Direxion launched three new ETFs today as part of an acceleration of fund offerings to help long-term buy-and-hold investors benefit from strategically-focused return streams.
The three new funds are the Direxion MSCI USA ESG – Leaders vs. Laggards ETF (Ticker: ESNG), the Direxion Flight to Safety Strategy ETF (Ticker: FLYT), and the Direxion S&P 500® High Minus Low Quality ETF (Ticker: QMJ).
ETF Trends spoke with Dava Mazza, Managing Director at Direxion, about these new ETFs. He, similarly, explained how Direxion was looking to diversify its lineup with these new ETFs for more buy and hold investors, building off of their heritage for tactical traders.
ESNG Will Diversify Existing Strategies
ESNG aims to offer more pronounced exposure to environmental, social & corporate governance leaders, while simultaneously having a short position in those that significantly lag behind, as defined by MSCI’s market leading ESG metrics. The ETF tracks an index that measures both the ESG rating, as well as the rating trend, of companies relative to their sector peers. Utilizing a 150/50 structure, the index methodology creates an extended exposure (equal to 150% of net assets at rebalance) to the 100 highest scoring ESG companies, while having a short position (50% of assets) to the 100 lowest scoring companies, in the MSCI USA universe, with a net long exposure of 100% (that is, no net leverage). It is the first ESG ETF of its kind offering such an exposure.
“As we know, ESG has been in the news for some time,” Mazza told ETF Trends. “It’s taken a long time for it to get true interest other than just headlines, but in the last year we began to see some positive flows. Many people are embracing it not just as a fad, but as a way it can be a part of portfolios.”
“But, to date, most of them have been relatively simple strategies where either they’ve been exclusionary or really over-emphasizing those names that aren’t improving in their ESG characteristics. What we do is a different spin on that. We’re long with the 100 stocks in the MSCI USA that have the best ESG characteristics within their sectors. We’re short those with the worst characteristics within their sectors.”
“So, it’s all about a way to diversify existing strategies and really proving how ESG works,” Mazza adds, “It’s technically a sector-neutral approach because we don’t want to be biased, where you’re just overweight tech, and short oil and gas.”

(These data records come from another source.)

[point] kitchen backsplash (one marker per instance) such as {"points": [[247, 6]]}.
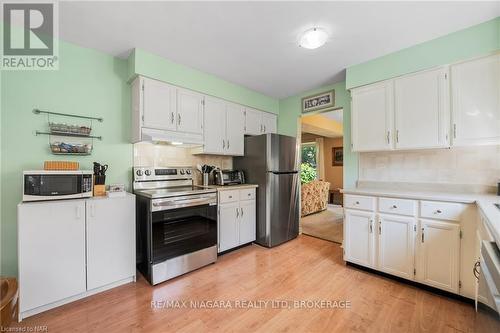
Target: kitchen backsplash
{"points": [[148, 154], [466, 165]]}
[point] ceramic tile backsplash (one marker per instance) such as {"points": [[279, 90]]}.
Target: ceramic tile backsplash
{"points": [[465, 165], [148, 154]]}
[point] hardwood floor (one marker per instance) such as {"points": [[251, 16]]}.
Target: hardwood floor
{"points": [[304, 269]]}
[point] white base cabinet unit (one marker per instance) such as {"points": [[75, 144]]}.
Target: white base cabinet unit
{"points": [[71, 249], [163, 112], [237, 218], [258, 122], [430, 242]]}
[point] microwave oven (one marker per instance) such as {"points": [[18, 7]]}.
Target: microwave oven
{"points": [[55, 185]]}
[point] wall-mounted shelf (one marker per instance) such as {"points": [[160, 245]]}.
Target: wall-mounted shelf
{"points": [[37, 111], [75, 135]]}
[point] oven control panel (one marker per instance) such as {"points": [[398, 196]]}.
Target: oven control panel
{"points": [[162, 173]]}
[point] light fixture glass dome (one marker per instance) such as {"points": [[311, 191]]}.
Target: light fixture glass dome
{"points": [[313, 38]]}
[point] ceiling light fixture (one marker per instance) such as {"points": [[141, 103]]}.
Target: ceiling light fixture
{"points": [[313, 38]]}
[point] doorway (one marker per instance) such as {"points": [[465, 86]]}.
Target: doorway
{"points": [[322, 175]]}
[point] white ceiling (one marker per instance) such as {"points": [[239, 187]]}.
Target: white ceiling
{"points": [[336, 115], [254, 44]]}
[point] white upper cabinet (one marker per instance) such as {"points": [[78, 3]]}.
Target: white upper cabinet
{"points": [[253, 122], [215, 126], [269, 122], [372, 114], [421, 110], [475, 87], [189, 111], [159, 105], [224, 128], [235, 127], [258, 122]]}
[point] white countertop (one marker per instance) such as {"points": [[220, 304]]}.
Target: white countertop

QMJ Will Increase Quality Exposure
Similarly, QMJ utilizes a simple, capital-efficient 150/50 structure to seek to deliver increased exposure to the quality factor. The index and fund will target 150% exposure to the stocks with the highest scoring measures of quality (including return on equity, financial leverage ratio, and accruals ratio) while maintaining a negative 50% exposure to low quality stocks as defined by S&P from the universe of 500® stocks. It is also the first smart beta ETF of its kind to offer such an exposure to the quality factor, which continues to gain investor attention relative to more well-known factors, such as value or low volatility.
Maza notes, “This is really about taking advantage of the continued growth in factor investing but doing so in a way that gets closer to what the academics have always said investors should do, which is look at long/short strategies. So we think this is going to be a really interesting strategy for investors who are interested in the fact that quality may not be as well known as value investing or growth investing, but it can have great long term performance beneficial for an investor in their portfolio.”
No Fight, Just FLYT
FLYT combines long-term U.S. Treasurys, utility stocks, and physical gold into a single portfolio. FLYT is designed to deliver a source of returns uncorrelated to the equity markets, with the ability to provide meaningful appreciation and yield potential over the long term. This allows investors to not only mitigate potential market risk but participate in a low cost way that many liquid alternative strategies have struggled to deliver. The fund seeks to reduce portfolio risk by being a highly responsive investment in the event of market volatility and equity declines.
“The intention here is that for an investor who is concerned about a sell-off or markets being at all-time highs, and looking for more balance in their portfolio, FLYT is really directed towards them,” Mazza explains, “What’s interesting is how most products that proport to be hedging strategies may be a good hedge, but they can be costly and complicated. FLYT is not. It’s those three assets that most people know and understand their defensive characteristics.”
“We do have a weighting mechanism in it that overweights that asset with the lowest trailing volatility in five years, subject to a cap on the gold weight. But really, it’s intended to be a very simple strategy that is not just protection but you get to participate in that protection as well.”
“We’re on a mission to accelerate the number and variety of strategies we offer that can benefit long-term investors,” said Mazza. “These strategies allow a broader audience to benefit from our expertise in delivering smart, precise exposure to distinct and strategically focused investment opportunities.”
Although Direxion continues as the leader in 3X Leveraged ETFs for traders, the ETFs planned for rollout in subsequent 2020 quarters will focus on Direxion’s commitment to extending the firm’s expertise in allowing more surgical exposure to longer-term investment themes.